Il “capitalismo nazionalista” è un nuovo paradigma strategico per l’economia americana nell’era del Trump 2.0 e il settore dei droni ne sta beneficiando. Il 28 maggio le azioni di molti promettenti produttori di velivoli senza pilota sono decollate dopo che è emerso che l’amministrazione Usa si preparerebbe a finanziare direttamente molte aziende attive nel settore dei droni per colmare un gap di capacità e rafforzare il dominio militare statunitense. Secondo quanto emerso da ciò che è stato raccontato al Wall Street Journal da funzionari Usa attenti al dossier, Washington sarebbe pronta a investimenti fino a 55 miliardi di dollari nel programma Drone Dominance del Pentagono.
Il Dipartimento della Difesa (o della Guerra) guidato da Pete Hegseth ha istituito la Joint Interagency Task Force 401 per accelerare la preparazione delle forze armate Usa all’uso di velivoli senza pilota nella ricognizione, nel combattimento e in ogni fase dell’attività militare. L’amministrazione di Donald Trump ha già fatto affari d’oro su alcuni dossier come quello di Intel, colosso dei semiconduttori la cui partecipazione americana acquisita a agosto 2025 è quadruplicata di valore in pochi mesi. Wall Street ha premiato l’entusiasmo sulla spinta delle dichiarazioni.
Airo (+21%), Red Cat Holdings (+35%), AeroViroment (+19%) sono decollate, pur fatturando solo poche centinaia di milioni di dollari, di fronte all’ipotesi che il Pentagono possa entrare direttamente in campo. Ma la vera trionfatrice è stata Unusual Machine: +62% per il gruppo della Florida che ha come addendum l’elemento di avere tra i membri del board nientemeno che Donald Trump Jr. La cui presenza potrebbe forse offrire una spinta ulteriore agli affari dell’azienda, che si trova nel pool delle papabili beneficiarie dell’accordo. Tutto da confermare, ma si mostra la vitalità americana nell’esplorare una nuova frontiera dell’innovazione militare.

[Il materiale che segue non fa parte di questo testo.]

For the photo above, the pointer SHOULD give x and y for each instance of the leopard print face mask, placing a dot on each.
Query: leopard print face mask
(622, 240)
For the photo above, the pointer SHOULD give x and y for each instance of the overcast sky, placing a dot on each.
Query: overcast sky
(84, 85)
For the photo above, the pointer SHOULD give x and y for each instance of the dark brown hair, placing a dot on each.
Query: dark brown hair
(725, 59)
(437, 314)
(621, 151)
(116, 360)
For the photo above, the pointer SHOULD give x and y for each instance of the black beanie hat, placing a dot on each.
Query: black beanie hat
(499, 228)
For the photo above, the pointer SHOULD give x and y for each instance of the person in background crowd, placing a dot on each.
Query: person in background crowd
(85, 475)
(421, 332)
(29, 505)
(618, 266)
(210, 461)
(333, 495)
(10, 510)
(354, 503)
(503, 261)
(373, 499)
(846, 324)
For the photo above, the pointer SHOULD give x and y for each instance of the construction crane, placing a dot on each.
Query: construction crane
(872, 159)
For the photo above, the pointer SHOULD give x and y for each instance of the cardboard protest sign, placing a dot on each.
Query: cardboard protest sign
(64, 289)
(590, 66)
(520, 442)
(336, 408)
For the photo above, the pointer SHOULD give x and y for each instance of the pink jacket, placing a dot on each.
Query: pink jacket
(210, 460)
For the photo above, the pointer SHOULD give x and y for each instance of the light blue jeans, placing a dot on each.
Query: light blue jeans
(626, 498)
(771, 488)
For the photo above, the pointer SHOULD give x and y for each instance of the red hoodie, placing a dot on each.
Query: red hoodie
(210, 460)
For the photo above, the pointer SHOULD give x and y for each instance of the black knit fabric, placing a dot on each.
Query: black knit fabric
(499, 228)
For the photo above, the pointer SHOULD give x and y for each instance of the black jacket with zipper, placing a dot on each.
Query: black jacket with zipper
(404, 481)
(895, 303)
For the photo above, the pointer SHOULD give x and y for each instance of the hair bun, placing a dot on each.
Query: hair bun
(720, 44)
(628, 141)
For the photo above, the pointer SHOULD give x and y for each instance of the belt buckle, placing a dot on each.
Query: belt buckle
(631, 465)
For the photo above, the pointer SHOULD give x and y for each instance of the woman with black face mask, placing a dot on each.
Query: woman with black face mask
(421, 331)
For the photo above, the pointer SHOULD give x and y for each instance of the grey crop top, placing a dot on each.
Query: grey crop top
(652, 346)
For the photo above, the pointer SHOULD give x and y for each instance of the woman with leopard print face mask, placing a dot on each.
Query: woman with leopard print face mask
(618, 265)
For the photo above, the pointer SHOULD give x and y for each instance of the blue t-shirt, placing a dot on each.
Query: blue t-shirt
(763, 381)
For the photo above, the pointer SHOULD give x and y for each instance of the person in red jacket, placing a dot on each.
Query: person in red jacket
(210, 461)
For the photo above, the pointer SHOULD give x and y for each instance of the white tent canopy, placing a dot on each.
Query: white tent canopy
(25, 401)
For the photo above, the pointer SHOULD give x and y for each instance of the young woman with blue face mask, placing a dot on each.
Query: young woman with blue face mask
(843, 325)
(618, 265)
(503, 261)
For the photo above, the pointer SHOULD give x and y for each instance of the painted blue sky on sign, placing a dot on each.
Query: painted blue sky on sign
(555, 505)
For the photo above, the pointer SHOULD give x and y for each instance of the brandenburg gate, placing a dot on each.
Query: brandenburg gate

Tom Bailey, Head of Research di HANetf, ha commentato che c’è euforia per i “potenziali stanziamenti per 55 miliardi di dollari destinati a droni, autonomia, sistemi counter-drone e alle filiere domestiche necessarie per produrli su larga scala. Questa spesa potrebbe favorire sia i grandi gruppi della difesa sia i nuovi operatori pure play specializzati nei droni. Per le società quotate di minori dimensioni, tuttavia, l’impatto potrebbe essere particolarmente rilevante” in un contesto in cui per aziende relativamente piccole “pacchetti di finanziamento alla difesa o impegni di procurement relativamente limitati possono modificare in modo sostanziale le prospettive di crescita”.
Tutto questo è reso credibile dal nuovo vento d’investimenti e provvedimenti strategici spinto dall’amministrazione Trump, la cui torsione interventista nell’economia, motivata dalla volontà di spingere la sicurezza nazionale e l’industria americane, appare fonte di credibilità. Attendiamo gli stanziamenti: ma si percepisce il senso d’urgenza e il timore americano di restare indietro, qui come in altri settori. L’America ha dalla sua talenti, imprese e, soprattutto, capitali. E non ne vuole lesinare per provare a riconquistare terreno dove è rimasta indietro.